Let's calculate a confidence interval (CI), by hand, to see how they can communicate uncertainty.

We will do this for our `sample001`.




In [None]:
## save sample size in object n
n = 100

## calculate sample mean and save in object x bar
x_bar = np.mean(sample001["height"])

## calculate standard error
se = np.std(sample001["height"])/np.sqrt(n)

## calculate lower and upper limits
lower = x_bar - (1.96 * se)
upper = x_bar + (1.96 * se)

## print limits
print(lower, upper)

## Extension task

Let's recreate many samples to learn more about how sample means and confidence intervals vary from one sample to another.
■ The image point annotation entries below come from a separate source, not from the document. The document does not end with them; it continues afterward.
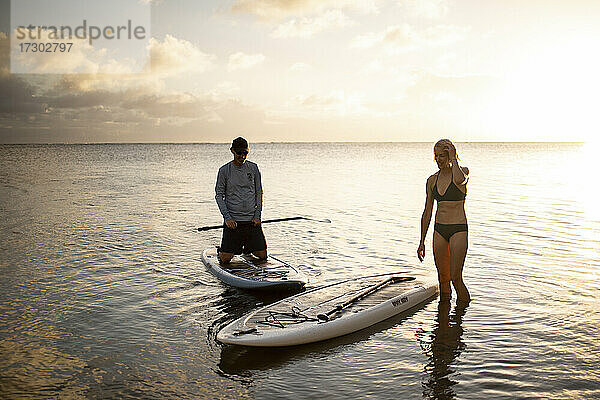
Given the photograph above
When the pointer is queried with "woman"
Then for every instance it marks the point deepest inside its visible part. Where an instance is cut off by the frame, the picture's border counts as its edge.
(448, 187)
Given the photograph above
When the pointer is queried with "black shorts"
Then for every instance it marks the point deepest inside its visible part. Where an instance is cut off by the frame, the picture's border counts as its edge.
(244, 239)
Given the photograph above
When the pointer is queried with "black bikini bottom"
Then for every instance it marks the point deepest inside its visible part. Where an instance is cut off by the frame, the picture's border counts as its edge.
(447, 230)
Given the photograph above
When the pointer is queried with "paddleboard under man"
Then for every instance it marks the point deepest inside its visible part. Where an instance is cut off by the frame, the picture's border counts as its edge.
(238, 193)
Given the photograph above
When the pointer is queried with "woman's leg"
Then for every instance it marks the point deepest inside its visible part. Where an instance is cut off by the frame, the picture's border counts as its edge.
(458, 252)
(441, 255)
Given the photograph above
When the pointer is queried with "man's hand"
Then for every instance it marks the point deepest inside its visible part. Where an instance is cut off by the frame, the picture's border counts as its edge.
(421, 252)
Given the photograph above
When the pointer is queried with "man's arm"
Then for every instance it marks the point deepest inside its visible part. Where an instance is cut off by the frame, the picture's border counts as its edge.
(258, 192)
(220, 188)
Basically, we'll repeat the steps above 20 times, and store them in separate objects.

Before doing, we need to reate empty arrays where we can save the means and standard deviations that will be calculated from each sample, using `numpy.empty()`.

In [None]:
samp_mean = np.empty(20)
samp_sd = np.empty(20)

Now let's repeat the sampling, or "iterate", using a for loop:

In [None]:
for i in range(50):
    samp = population.sample(n) # obtain a sample (n = 1000) from the population
    samp_mean[i] = samp.mean() # save sample mean in ith element of samp_mean
    samp_sd[i] = np.std(samp) # save sample sd in ith element of samp_sd

Now construct the 95% confidence intervals:

In [None]:
se_array = samp_sd/np.sqrt(n)
lower_array = samp_mean - (1.96 * se_array)
upper_array = samp_mean + (1.96 * se_array)
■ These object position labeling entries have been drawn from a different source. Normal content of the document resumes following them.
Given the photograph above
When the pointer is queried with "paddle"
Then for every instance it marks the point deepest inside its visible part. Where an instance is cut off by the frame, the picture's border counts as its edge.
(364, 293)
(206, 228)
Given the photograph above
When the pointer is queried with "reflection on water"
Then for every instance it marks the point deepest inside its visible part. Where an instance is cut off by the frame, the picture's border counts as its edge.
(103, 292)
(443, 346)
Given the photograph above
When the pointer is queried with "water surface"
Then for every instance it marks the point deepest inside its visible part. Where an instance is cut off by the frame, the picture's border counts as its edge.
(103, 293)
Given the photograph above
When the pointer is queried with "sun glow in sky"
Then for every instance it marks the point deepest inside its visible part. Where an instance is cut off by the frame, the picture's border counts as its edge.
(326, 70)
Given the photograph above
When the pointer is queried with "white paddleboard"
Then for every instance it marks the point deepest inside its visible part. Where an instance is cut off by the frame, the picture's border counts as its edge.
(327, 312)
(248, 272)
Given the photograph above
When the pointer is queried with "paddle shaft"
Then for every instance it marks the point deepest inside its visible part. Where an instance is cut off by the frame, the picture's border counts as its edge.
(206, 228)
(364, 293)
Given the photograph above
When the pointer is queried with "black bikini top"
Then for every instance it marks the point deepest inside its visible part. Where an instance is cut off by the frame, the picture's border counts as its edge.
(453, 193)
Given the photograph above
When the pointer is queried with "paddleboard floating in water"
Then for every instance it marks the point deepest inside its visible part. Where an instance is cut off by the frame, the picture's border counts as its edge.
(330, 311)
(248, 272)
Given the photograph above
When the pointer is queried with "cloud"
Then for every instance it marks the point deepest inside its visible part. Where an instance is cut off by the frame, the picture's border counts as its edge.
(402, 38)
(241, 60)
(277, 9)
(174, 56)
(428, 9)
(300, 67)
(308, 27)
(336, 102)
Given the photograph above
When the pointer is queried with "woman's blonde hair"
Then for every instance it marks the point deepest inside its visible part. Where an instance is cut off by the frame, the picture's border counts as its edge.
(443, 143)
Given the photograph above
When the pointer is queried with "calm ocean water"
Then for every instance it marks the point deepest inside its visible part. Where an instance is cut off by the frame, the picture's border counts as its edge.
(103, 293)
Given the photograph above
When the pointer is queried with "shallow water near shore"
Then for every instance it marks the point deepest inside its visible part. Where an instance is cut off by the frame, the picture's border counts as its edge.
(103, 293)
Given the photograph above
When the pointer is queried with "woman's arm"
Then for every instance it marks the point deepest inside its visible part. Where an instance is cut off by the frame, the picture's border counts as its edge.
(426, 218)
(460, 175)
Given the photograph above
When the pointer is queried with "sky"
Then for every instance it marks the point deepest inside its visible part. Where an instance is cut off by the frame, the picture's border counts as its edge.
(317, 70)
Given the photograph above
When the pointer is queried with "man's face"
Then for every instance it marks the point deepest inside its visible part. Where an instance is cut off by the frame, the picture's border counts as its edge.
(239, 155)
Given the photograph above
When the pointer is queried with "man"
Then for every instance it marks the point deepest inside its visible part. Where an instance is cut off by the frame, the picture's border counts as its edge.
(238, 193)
Lower bounds of these 20 confidence intervals are stored in `lower_array`, and the upper bounds are in `upper_array`. Let's view the first interval.

In [None]:
print(lower_array[1], upper_array[1])

**Can you**
1. Guess how many of these 20 confidence intervals will not contain the parameter? Check!
2. Adjust the confidence level to 50% and repeat the iterative process above. How many confidence intervals will not contain the parameter? Check!
3. Plot all the confidence intervals (Hint: look up `matplotlib`).